John Simonton - A few memories

1976 Atlantic City, NJ at one of the first ever personal computer fairs John advised me not to buy an Apple I. He had just become the Oklahoma distributor for Apple and told me that there would be a new model, the Apple II coming soon with a keyboard and power supply included. I waited and bought one of the first Rev 0 Apple IIs as soon as they shipped. (I would like to have had that Apple I now as a museum piece, though).

1978 I built one of John's Programmable Drum machines from a PAiA kit. As far as I know, that was the first ever drum box that the user could program patterns into and store them in battery backed up RAM. I showed it to Peter Gabriel who loved the concept. Marvin Jones put together another one for Peter to keep. That became the basis for all of the electronic drums on PG#3 (Games Without Frontiers, Biko and many others). From that came the LinnDrum a few years later. Thanks John, for single-handedly changing how we make records.

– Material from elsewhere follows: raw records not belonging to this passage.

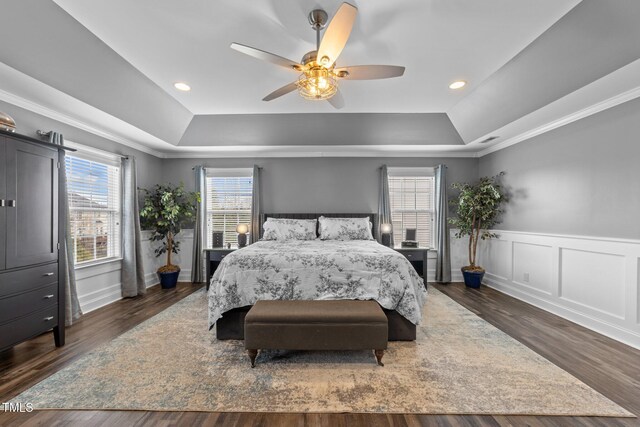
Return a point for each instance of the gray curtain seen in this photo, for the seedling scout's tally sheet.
(72, 305)
(443, 257)
(254, 230)
(384, 203)
(132, 269)
(197, 263)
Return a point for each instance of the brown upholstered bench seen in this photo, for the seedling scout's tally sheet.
(315, 325)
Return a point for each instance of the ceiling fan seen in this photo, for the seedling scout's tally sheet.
(319, 75)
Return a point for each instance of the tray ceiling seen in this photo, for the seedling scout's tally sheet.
(437, 40)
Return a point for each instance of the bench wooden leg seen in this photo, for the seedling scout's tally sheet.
(252, 356)
(379, 354)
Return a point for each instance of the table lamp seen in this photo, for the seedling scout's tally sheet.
(242, 230)
(385, 229)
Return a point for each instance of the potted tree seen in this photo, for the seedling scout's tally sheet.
(478, 207)
(166, 208)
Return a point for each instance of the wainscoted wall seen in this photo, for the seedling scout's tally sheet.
(589, 280)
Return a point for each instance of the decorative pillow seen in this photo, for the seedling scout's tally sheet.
(289, 229)
(345, 228)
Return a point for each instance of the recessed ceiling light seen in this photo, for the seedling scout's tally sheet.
(458, 84)
(182, 86)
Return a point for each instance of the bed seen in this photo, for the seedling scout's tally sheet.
(319, 270)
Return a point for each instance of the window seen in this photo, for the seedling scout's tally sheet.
(94, 194)
(228, 203)
(411, 193)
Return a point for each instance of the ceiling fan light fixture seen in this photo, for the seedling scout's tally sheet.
(317, 84)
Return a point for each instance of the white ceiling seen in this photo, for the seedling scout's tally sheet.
(437, 40)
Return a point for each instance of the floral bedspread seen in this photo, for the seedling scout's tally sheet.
(316, 270)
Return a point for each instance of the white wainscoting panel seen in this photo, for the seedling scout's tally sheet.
(591, 281)
(594, 280)
(532, 266)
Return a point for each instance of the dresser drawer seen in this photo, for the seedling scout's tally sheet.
(19, 281)
(28, 302)
(26, 327)
(217, 256)
(411, 255)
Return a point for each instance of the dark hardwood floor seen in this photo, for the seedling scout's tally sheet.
(609, 367)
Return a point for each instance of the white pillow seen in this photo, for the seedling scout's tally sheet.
(345, 228)
(289, 229)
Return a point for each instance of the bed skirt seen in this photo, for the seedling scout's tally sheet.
(231, 325)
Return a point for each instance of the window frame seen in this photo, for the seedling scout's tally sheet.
(415, 172)
(226, 173)
(109, 160)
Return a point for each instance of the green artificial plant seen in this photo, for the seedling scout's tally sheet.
(166, 208)
(478, 207)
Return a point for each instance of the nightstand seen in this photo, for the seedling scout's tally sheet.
(417, 257)
(212, 260)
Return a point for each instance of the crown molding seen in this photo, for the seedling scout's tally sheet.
(565, 120)
(302, 151)
(68, 120)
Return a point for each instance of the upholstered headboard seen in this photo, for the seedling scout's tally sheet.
(372, 217)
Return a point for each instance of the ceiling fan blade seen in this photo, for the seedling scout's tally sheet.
(336, 35)
(266, 56)
(337, 101)
(282, 91)
(370, 72)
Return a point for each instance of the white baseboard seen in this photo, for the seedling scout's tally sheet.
(99, 298)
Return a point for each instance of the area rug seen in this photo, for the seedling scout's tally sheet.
(459, 364)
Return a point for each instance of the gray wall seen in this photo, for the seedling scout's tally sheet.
(149, 167)
(319, 184)
(581, 179)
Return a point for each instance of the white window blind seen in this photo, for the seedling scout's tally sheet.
(412, 206)
(94, 194)
(228, 204)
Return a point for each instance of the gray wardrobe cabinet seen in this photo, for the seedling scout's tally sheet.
(31, 228)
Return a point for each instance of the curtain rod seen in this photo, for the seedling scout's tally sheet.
(208, 167)
(88, 148)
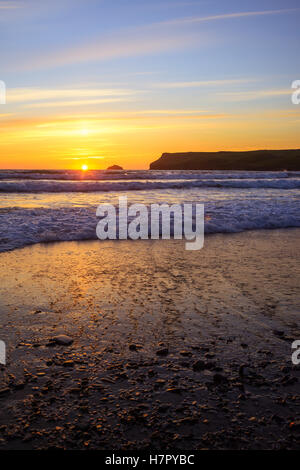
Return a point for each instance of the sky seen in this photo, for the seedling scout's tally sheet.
(102, 82)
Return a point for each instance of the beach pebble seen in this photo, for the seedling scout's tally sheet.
(63, 340)
(199, 365)
(162, 352)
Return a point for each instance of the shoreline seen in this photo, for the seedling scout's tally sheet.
(93, 240)
(171, 349)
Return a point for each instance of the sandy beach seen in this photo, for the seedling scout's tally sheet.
(171, 348)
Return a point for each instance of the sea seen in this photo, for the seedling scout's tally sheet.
(58, 205)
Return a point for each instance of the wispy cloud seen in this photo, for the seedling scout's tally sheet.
(10, 5)
(226, 16)
(55, 104)
(253, 94)
(203, 83)
(148, 39)
(19, 95)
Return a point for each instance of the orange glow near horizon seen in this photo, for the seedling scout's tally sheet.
(134, 140)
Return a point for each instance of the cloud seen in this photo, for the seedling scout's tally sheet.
(148, 39)
(9, 5)
(226, 16)
(55, 104)
(202, 83)
(19, 95)
(253, 94)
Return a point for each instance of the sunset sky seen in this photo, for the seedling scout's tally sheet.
(101, 82)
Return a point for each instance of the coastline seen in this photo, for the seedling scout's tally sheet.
(172, 349)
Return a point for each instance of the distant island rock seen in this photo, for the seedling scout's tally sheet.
(256, 160)
(114, 167)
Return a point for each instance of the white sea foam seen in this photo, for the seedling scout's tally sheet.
(46, 209)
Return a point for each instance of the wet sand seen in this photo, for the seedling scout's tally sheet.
(171, 348)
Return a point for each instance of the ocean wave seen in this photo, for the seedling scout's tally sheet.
(20, 227)
(106, 175)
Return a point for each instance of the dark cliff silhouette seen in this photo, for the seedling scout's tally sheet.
(266, 160)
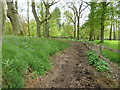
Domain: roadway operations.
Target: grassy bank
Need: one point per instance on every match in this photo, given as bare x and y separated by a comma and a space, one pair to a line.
21, 53
112, 56
114, 44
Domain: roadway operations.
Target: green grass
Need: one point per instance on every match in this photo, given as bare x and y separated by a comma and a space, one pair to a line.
110, 43
21, 53
99, 64
112, 56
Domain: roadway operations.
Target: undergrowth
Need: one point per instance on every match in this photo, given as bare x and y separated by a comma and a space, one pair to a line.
112, 56
99, 64
21, 53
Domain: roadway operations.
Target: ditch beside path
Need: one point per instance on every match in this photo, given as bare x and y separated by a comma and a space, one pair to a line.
71, 70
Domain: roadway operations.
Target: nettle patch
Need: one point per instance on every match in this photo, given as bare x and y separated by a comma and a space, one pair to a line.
99, 64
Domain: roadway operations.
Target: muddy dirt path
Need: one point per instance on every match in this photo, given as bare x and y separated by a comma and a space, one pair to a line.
71, 70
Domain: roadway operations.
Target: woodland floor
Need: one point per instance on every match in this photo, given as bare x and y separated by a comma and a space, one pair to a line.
71, 70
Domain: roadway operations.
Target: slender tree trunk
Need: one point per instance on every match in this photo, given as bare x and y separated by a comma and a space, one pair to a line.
1, 29
28, 17
74, 30
78, 25
119, 24
15, 19
114, 33
38, 30
110, 36
16, 5
36, 19
46, 23
102, 21
90, 37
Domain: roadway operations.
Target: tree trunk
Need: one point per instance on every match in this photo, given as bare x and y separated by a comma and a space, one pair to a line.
78, 25
38, 30
36, 19
102, 21
119, 23
28, 17
16, 5
110, 36
46, 23
114, 34
74, 30
15, 20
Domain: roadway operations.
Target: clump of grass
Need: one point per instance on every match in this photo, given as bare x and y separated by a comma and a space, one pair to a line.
109, 43
99, 64
21, 53
112, 56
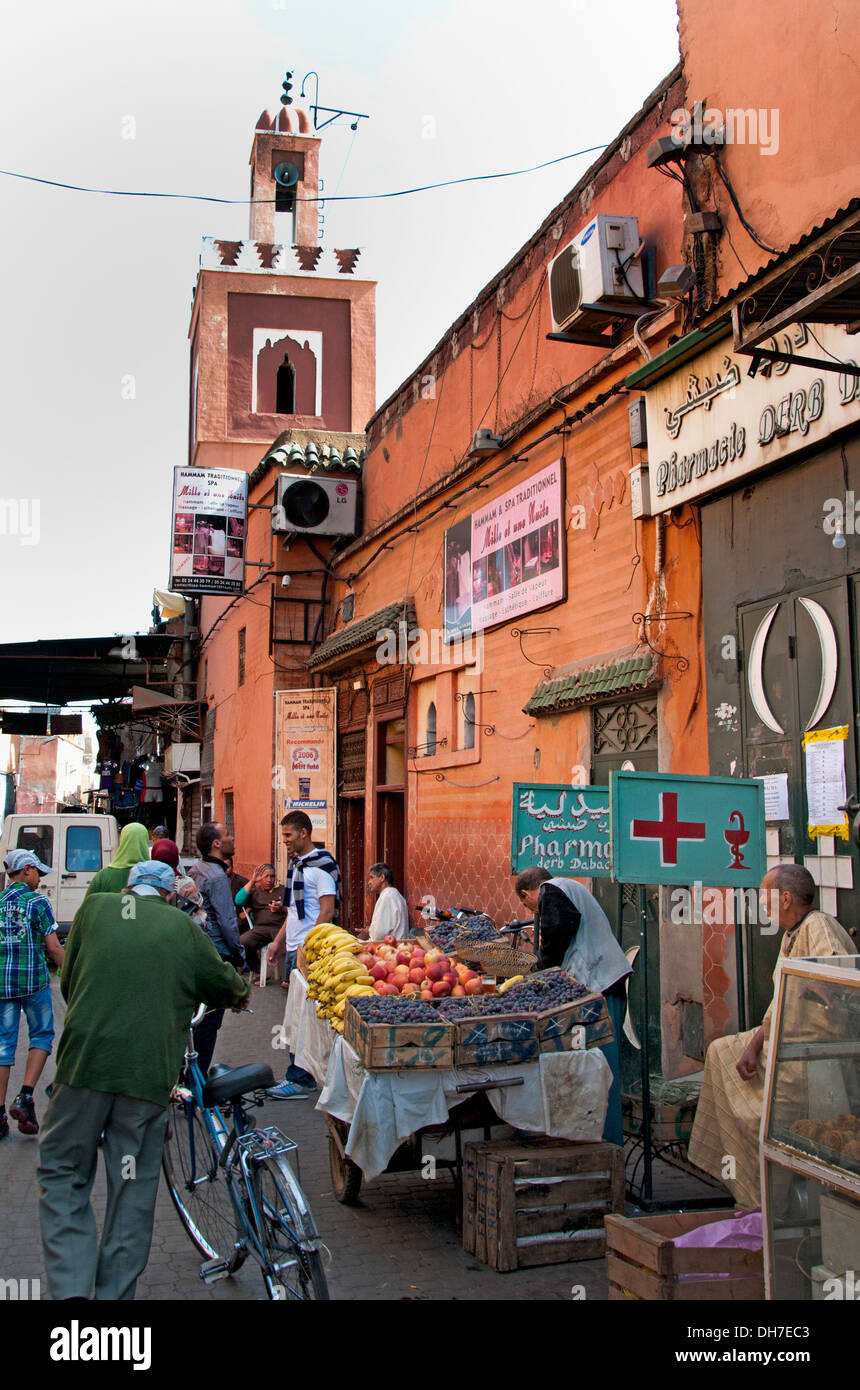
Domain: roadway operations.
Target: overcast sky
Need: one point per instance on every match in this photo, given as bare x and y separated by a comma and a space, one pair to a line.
96, 291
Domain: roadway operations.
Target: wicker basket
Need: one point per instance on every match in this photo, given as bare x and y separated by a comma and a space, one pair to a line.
499, 961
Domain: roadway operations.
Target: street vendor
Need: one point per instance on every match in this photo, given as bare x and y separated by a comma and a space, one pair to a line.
574, 933
732, 1090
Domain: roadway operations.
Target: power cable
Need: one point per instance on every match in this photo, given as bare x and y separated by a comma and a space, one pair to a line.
323, 198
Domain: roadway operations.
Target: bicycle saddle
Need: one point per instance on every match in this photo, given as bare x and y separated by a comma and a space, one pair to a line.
235, 1082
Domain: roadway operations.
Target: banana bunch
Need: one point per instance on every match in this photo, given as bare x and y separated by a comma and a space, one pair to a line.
335, 975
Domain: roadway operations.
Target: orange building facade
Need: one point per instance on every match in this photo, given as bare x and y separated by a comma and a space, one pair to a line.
638, 655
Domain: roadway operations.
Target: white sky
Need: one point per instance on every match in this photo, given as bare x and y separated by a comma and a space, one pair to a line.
97, 289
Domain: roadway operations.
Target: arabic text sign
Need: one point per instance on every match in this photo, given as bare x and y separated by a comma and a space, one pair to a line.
209, 531
561, 829
681, 830
507, 558
709, 424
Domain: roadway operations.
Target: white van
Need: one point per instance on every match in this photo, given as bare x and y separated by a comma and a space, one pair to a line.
72, 847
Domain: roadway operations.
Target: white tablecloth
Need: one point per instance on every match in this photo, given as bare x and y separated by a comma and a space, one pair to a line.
564, 1094
306, 1034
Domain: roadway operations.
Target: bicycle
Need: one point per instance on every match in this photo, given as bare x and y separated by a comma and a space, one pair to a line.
234, 1187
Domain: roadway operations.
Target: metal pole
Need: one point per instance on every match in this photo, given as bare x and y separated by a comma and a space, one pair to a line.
738, 894
646, 1091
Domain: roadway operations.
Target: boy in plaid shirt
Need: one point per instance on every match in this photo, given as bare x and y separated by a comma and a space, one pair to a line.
28, 938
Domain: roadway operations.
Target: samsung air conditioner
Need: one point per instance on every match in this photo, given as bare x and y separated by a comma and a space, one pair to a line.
596, 268
316, 506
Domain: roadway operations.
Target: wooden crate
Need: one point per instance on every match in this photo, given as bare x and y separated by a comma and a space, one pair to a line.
496, 1039
399, 1045
643, 1261
539, 1201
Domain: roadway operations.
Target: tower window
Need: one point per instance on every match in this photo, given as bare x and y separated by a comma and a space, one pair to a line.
285, 395
431, 730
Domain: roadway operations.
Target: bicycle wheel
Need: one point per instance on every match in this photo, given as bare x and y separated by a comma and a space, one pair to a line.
200, 1190
286, 1228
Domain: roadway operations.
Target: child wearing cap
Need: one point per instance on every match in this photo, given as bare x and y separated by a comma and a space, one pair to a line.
28, 940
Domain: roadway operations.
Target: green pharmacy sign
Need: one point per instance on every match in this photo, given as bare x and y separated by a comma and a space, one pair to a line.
561, 829
680, 830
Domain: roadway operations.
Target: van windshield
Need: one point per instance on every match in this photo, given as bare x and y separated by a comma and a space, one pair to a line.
84, 848
39, 840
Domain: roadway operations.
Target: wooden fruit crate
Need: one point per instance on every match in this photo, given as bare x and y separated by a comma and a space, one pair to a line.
643, 1261
539, 1201
496, 1039
399, 1045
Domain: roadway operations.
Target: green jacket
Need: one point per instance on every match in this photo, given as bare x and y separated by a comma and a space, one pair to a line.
135, 970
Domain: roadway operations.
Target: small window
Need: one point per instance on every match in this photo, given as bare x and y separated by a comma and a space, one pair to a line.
84, 848
431, 730
468, 719
285, 391
39, 840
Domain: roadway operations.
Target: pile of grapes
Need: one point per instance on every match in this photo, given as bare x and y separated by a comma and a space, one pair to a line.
548, 990
392, 1008
446, 934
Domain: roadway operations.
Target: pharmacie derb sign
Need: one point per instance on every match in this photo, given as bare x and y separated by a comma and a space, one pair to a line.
710, 424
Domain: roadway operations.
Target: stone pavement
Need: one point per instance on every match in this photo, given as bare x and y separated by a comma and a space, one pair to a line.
399, 1243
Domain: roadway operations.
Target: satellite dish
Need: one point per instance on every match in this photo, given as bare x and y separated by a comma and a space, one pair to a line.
286, 175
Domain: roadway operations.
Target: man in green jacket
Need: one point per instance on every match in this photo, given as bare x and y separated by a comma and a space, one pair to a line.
135, 970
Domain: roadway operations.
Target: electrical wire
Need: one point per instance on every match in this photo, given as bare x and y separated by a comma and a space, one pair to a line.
323, 198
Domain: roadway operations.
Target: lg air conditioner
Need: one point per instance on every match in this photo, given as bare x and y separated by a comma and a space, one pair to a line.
596, 268
316, 506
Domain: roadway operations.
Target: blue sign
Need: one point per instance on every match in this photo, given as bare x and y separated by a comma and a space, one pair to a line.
685, 830
561, 829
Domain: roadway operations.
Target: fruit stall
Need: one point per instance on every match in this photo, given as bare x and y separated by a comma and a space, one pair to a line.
414, 1040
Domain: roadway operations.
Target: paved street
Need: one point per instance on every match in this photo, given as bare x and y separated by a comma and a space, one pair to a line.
399, 1243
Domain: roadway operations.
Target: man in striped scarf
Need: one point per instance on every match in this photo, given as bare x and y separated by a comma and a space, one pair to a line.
311, 895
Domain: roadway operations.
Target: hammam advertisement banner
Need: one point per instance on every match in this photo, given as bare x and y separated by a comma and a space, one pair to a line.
304, 769
209, 531
507, 558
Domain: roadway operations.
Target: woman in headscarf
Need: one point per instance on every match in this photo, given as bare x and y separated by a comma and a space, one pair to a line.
132, 849
575, 934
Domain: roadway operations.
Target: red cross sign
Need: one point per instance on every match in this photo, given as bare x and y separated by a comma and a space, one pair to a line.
668, 830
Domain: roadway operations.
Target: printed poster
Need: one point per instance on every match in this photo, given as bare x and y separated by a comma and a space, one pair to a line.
209, 531
507, 558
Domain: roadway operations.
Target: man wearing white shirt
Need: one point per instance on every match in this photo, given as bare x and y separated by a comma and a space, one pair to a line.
391, 911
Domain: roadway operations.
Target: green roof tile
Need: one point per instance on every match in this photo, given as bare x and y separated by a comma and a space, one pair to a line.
582, 687
363, 633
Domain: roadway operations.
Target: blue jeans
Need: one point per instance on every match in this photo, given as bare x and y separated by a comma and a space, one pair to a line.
39, 1023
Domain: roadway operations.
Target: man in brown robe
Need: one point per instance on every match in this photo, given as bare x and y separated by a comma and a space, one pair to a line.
728, 1115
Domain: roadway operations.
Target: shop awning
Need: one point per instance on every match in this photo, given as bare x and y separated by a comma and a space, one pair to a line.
585, 684
363, 634
81, 669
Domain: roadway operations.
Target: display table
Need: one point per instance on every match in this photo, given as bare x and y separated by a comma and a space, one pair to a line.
563, 1094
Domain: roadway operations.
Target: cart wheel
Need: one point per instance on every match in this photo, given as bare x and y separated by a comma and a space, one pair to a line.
346, 1176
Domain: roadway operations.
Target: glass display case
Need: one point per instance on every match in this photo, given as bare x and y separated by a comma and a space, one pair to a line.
810, 1132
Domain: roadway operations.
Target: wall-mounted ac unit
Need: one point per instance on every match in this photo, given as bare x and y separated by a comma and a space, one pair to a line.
316, 506
595, 268
181, 758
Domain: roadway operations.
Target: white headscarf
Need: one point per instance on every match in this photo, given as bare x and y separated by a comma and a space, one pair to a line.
593, 957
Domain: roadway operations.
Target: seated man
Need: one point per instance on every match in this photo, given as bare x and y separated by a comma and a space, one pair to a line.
267, 913
575, 933
732, 1091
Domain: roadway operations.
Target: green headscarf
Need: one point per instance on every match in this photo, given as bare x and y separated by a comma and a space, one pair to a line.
134, 847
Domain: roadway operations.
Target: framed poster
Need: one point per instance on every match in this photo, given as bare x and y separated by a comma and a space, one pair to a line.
209, 531
506, 559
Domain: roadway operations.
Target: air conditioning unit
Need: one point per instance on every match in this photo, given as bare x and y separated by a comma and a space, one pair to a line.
181, 758
595, 270
316, 506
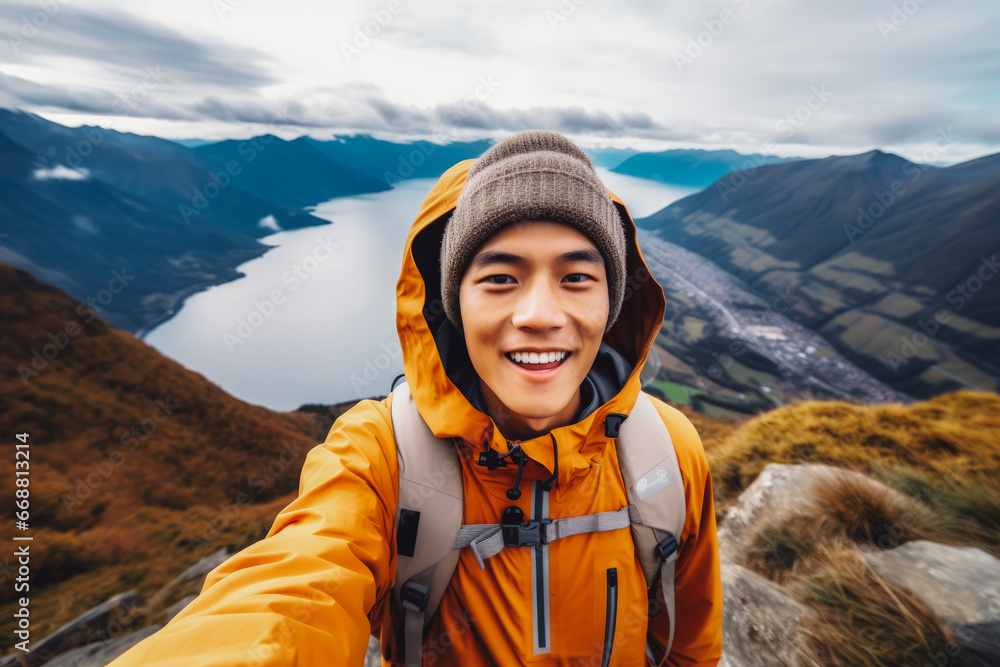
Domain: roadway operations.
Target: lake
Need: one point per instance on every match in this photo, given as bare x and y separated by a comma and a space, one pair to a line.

Winter 1979 at Todd Rundgren's original Utopia video studio, Bearsville NY (next to Woodstock) in Bearsville Recording's building. From left, Greg Simms from Bell Labs with whom I was fooling around with digital synthesis at the time, John, Marvin Jones and Roger Powell, then a member of Todd's band Utopia. Roger was showing us what one of the first private experimental video facilities was all about.

1980 John's code for the PAiA 8700 computer called "Pink Tunes" adapted to run a Prophet 5 instead of the expected PAiA modular synthesizer was the basis for my album Computer Experiments, Volume One.

Spring 1981 on one of Johns' trips to stay with me in NJ, we collaborated on some code to make the Apple II into a SMPTE time code reader/generator. That later evolved into John's SMPL SMPTE lock based around his custom hardware and a VIC20 computer. The ability to control a MIDI sequencer locked to SMPTE using the SMPL was the basis for every MIDI sequencer synched to timecode that followed. I used John's system to record "Metropolitan Suite".

John and Linda Kay at home in Oklahoma, Fall 1982, during my visit to them during a short break in a Peter Gabriel tour. John and some of the PAiA guys later drove me to Dallas to meet up with the tour and see the show. Wild driver that he was, John got stopped for speeding and taken straight to court, fined, and still managed to get me to Texas in time for sound check.

By the time of the 1982 tour I was using John's PAiA 8700 computer keyboard with my own coded software to sequence the Moog modules in the Peter Gabriel show.